About 6,000 women in the U.S. reach menopause every day, according to the American Congress of Obstetricians and Gynecologists. That’s a lot. And it’s just the number in the U.S. Yet, despite a boom in femtech, there hasn’t been much technology developed targeting women experiencing this phase of life, which can go on for years.
That gap is what Arfa Rehman and Scott Gorman are trying to address with Caria, an app for helping women learn about and manage more than 40 physical and emotional menopause symptoms.
“As we did our research, it was a no-brainer for me that this problem needed to be solved,” says Rehman.
Lack of Innovation
She and Gorman met while they were at Oxford University during graduate work focusing on tech products for neurocognitive disorders. During their research, they made what Rehman calls an “eye-opening” discovery: Perimenopause and menopause are biomarkers for many chronic health conditions for women in later life, like cognitive and cardiovascular changes. “It’s a very complex and important transition for women,” she says.
But when they looked into it further, they were surprised to find a lack of innovation and research targeting the issue, as well as the various trying symptoms accompanying menopause, like hot flashes and insomnia. Then after speaking to hundreds of women, they became convinced there needed to be new technology developed that addressed these health problems. Their research revealed that 80% of women said their symptoms affected their daily lives.
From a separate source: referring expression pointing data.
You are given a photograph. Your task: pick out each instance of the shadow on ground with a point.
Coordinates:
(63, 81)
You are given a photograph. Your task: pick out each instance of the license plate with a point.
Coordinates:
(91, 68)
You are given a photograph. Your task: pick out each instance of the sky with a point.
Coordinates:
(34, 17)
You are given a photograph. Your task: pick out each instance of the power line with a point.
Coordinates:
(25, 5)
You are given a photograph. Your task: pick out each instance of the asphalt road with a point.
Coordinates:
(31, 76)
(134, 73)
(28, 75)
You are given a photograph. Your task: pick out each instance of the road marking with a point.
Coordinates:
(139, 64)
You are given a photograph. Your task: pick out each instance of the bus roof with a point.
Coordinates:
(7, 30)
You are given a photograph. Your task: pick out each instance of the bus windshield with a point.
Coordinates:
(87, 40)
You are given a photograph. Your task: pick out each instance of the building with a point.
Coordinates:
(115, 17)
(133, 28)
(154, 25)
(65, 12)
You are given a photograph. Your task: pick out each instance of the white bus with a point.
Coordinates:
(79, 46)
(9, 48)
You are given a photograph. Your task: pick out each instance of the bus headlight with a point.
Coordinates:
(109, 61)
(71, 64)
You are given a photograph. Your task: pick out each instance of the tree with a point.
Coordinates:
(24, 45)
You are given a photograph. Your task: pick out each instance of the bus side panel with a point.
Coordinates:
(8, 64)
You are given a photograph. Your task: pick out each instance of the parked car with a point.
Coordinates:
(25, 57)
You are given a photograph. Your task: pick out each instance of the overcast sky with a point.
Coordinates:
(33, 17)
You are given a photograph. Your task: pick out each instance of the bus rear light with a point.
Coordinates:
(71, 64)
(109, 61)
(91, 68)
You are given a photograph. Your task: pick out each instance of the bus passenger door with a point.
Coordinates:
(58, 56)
And one in four were considering leaving their jobs because they weren’t able to manage their symptoms.
What was available included drug-based approaches, like hormone therapy, and a variety of supplements, an unregulated market that Rehman describes as a “Wild West” situation. What was utterly lacking was a tech product that could help women figure out if their problems were, indeed, caused by menopause, since there’s no diagnostic test to discern that, as well as what they should do, based on their profile and health conditions, to manage their symptoms.
Cognitive Behavioral Therapy
Because menopause touches so many aspects of women’s health, Rehman and Gorman realized they needed an approach combining psychological, emotional, and physical health. To that end, Caria combines self-guided cognitive behavioral therapy (CBT) techniques with nutritional science and physical exercise. According to Rehman, delivering that through an app is a novel approach, since CBT usually is done in person (and can be quite costly).
Women chat with an AI-based digital assistant about their health history and symptoms to pinpoint what stage of menopause they’re in and provide recommendations for treatment. Usually, it takes about four years and $20,000 for most women to get to that point, according to Rehman.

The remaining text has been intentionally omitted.